I had many wonderful teachers, but one of the best was my 7th-through-9th grade math teacher, Mr. Jome.
In seventh grade, I was still an awkward kid. I was always "the smart girl", but didn't always know how to be assertive enough to get myself in situations I could really learn.
A few tests into the 7th grade year, Mr. Jome asked me to stay after class. He had noticed that I was catching onto algebra pretty easily, and asked if I'd like to look through some extra problems. He coordinated the high school math bowl competitions, and had practice sheets from tests going back about ten years. He gave me a few to try, and told me to ask him if I had any questions.

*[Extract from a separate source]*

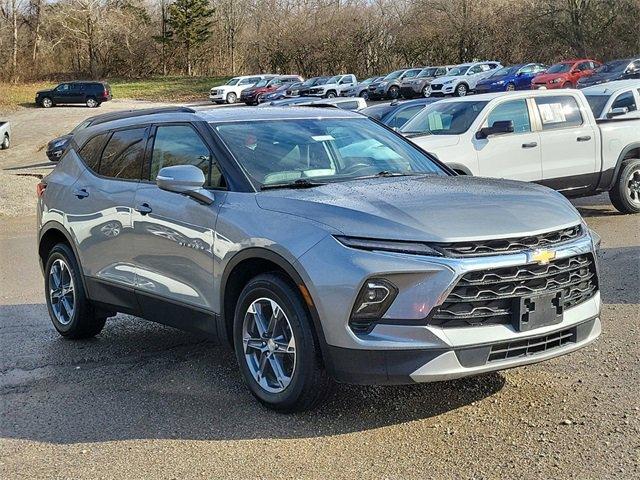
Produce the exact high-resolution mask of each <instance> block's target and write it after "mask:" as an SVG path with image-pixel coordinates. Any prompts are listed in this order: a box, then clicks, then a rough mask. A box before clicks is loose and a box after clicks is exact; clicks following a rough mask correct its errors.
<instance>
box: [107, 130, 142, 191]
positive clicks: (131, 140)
mask: <svg viewBox="0 0 640 480" xmlns="http://www.w3.org/2000/svg"><path fill="white" fill-rule="evenodd" d="M146 130H147V129H146V128H132V129H130V130H118V131H116V132H113V135H111V138H110V139H109V142H108V143H107V146H106V147H105V149H104V151H103V152H102V159H101V160H100V168H99V170H98V173H99V174H100V175H102V176H105V177H111V178H120V179H124V180H139V179H140V173H141V171H142V162H143V160H144V149H145V133H146Z"/></svg>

Of course, I did - we hadn't actually covered geometry yet, and I was only a few months into algebra. The math bowl questions were more about thinking than about knowing concepts, though, so I was able to figure out a few geometry answers with his help. I came back for more. By the end of the year I was able to finish most of the problems (not always right, but usually the right idea) despite not having had the classes yet, because Mr. Jome went through them problem by problem with me. I remember learning the pythagorean theorem in one of these after school sessions, and the basics of trigonometry.

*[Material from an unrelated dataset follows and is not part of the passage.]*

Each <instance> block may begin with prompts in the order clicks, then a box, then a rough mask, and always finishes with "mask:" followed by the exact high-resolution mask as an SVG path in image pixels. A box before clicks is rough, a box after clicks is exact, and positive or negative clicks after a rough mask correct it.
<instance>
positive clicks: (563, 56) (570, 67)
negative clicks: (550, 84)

He also put me in the very last math bowl of the year, with the high school students. I did horribly, of course, but I loved feeling so grown up. By the end of my eighth-grade year, I was the captain of the math team (everyone else on the team were seniors, and I was usually the only girl in the room). By ninth grade I was winning medals in the math meets, and had started dating a junior guy who also did math meets and was *gasp* popular! (Well, among the non-athletes.) My younger sister got started on math meets the same way, and the two of us ended up organizing our own math meet for local 6th graders, writing the questions, sending high school kids out to "tutor" teams for it, and everything. We had a blast, and I learned how to hold my own among kids who were four years older.
I really think if Mr. Jome hadn't seen through my skinny, awkward, 7th-grade exterior, I wouldn't have had the courage to take a leadership role in many activities in high school. I certainly wouldn't have learned to like math. (Which lasted until freshman year calculus in college, when a teacher killed it, but that's another story.)